This article was originally published on ProPublica.
The National Association of Broadcasters is asking a federal appeals court to block a rule passed by the Federal Communications Commission last month requiring TV stations to post political ad data on the Internet.
In a petition for review filed Monday with the U.S. Court of Appeals in Washington, D.C., the broadcast industry group argues that the rule is “arbitrary, capricious, in excess of the Commission’s statutory authority inconsistent with the First Amendment, and otherwise not in accordance with law.”
The association represents, among others, the parent companies of NBC, CBS, Fox and the broadcasting arm of the Washington Post.

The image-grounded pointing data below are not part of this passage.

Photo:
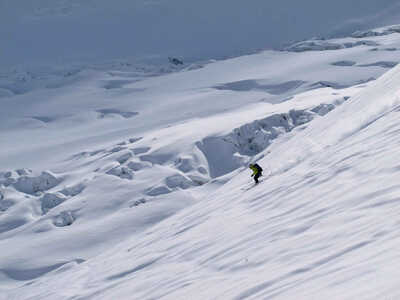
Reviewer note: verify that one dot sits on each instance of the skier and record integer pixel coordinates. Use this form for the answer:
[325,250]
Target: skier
[257,171]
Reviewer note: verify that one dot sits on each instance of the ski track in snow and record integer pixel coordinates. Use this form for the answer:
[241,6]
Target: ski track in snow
[122,184]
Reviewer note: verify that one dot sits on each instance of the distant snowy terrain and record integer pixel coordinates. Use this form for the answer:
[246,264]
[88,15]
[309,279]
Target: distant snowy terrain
[130,181]
[60,31]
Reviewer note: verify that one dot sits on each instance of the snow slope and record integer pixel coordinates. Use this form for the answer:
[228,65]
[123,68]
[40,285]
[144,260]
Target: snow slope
[139,187]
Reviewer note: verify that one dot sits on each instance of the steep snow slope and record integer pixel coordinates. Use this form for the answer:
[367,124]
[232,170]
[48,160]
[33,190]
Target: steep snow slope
[115,150]
[323,225]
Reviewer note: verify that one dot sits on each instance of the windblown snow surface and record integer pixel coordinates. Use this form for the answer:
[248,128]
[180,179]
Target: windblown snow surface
[125,182]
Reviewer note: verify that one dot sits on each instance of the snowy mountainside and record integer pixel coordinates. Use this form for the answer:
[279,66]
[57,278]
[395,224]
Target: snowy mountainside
[123,184]
[64,31]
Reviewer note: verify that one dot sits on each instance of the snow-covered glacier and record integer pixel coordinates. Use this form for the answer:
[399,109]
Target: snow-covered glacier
[131,181]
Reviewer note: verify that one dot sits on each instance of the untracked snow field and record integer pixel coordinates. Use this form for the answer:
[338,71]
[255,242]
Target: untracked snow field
[125,182]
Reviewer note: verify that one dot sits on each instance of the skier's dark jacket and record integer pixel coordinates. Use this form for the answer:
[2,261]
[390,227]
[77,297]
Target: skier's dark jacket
[256,169]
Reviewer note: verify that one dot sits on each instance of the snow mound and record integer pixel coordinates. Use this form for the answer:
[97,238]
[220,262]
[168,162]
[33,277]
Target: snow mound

TV stations have long been required to keep detailed information about who buys political ads, how much they paid, and when spots run. But the information is currently kept only on paper at stations. The FCC’s new rule, which has not yet gone into effect, would require stations to post the information to a new government website.
In its two-page filing Monday, the broadcast association “requests that this Court hold unlawful, vacate, and set aside the FCC Order and grant such other relief as may be necessary and proper under the circumstances.”
As we detailed earlier this year, major media companies had lobbied hard against the rule. They made two primary arguments: first, that posting the information online would be burdensome; and, second, that making ad rate information more accessible would hurt stations’ ability to negotiation with non-political advertisers. By law, stations must extend the lowest ad rates to candidates.
If the broadcasters’ legal appeal fails, the rule could go into effect as early as July.
Reacting to the broadcasters’ filing, an FCC spokesperson said, “The public file rules are a common-sense update by the FCC to move from paper to online access to public information in the digital age. The rules are consistent with Congress’s directive to ensure public availability while providing cost-savings for broadcasters.”